3) Difficulty in calculating probabilistic benefits. It takes a lot of analysis to determine the current level of bad outcomes (e.g., clients that stop being clients because of a bad experience, loans that go bad because of poor underwriting, service outages that disrupt business relationships, projects that fail to meet objectives) and the adverse business impacts of these bad outcomes. It takes more analysis to identify the causes of bad outcomes, and still more analysis to define how and how much they can be reduced. Yet analysis of this kind is at the heart of effective business improvement. So, the analysis needed to understand why bad business outcomes occur instead of good business outcomes can also be used to justify investments in the technologies that can reduce the former and increase the latter.
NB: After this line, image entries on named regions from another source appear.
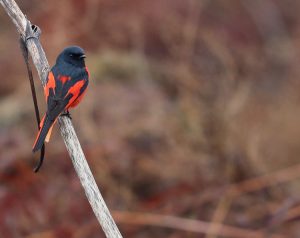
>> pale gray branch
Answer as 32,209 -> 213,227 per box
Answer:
0,0 -> 122,238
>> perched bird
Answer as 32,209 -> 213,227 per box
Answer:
32,46 -> 89,152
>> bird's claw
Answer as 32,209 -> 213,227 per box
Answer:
60,111 -> 72,120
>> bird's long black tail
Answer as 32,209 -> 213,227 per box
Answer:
32,115 -> 54,152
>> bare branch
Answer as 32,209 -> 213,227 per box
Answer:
0,0 -> 122,238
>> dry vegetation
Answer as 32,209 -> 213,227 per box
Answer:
0,0 -> 300,238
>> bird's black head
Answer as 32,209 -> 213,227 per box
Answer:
57,46 -> 85,67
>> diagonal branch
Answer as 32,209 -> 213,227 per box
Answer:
0,0 -> 122,238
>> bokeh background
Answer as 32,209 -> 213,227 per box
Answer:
0,0 -> 300,238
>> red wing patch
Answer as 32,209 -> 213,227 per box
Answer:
58,75 -> 71,84
44,71 -> 56,102
66,80 -> 84,109
85,66 -> 90,77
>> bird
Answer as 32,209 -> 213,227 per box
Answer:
32,46 -> 89,152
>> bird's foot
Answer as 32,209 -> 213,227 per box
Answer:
60,110 -> 72,120
25,21 -> 42,41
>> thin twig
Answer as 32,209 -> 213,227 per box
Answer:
0,0 -> 122,237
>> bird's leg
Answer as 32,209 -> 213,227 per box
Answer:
60,110 -> 72,120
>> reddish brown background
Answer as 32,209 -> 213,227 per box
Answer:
0,0 -> 300,238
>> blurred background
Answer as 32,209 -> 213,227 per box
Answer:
0,0 -> 300,238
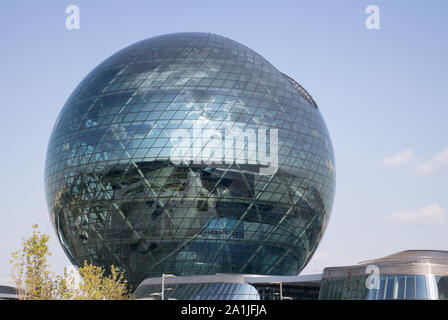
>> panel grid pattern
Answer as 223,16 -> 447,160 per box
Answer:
45,33 -> 335,286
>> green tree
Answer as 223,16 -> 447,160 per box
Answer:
75,261 -> 131,300
10,224 -> 132,300
10,224 -> 55,300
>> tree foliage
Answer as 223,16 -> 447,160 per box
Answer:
10,224 -> 132,300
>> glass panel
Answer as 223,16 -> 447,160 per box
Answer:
415,275 -> 427,299
377,275 -> 386,300
385,275 -> 395,300
394,275 -> 405,299
437,276 -> 448,300
406,275 -> 415,299
426,274 -> 438,300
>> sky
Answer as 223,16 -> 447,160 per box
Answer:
0,0 -> 448,282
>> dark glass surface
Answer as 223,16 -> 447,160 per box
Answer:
45,33 -> 335,288
134,282 -> 260,300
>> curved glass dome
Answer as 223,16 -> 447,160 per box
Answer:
45,33 -> 335,288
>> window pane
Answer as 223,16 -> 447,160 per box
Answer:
406,275 -> 415,299
437,276 -> 448,300
394,275 -> 404,299
385,276 -> 395,300
377,275 -> 386,300
415,275 -> 426,299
There is enough adoption of new mobile, smart, and cloud technologies taking place to show that old school, hard-dollar ROI analysis has been supplemented by probabilistic benefit analysis in at least some companies (though there is no doubt that many investments have been based on hope or fear rather than solid analysis). But it is undoubtedly the case that there are many investment in these new technologies that have not been made because the old-school analysis did not show a positive return. Until that changes, new technology investment will underperform its full market potential.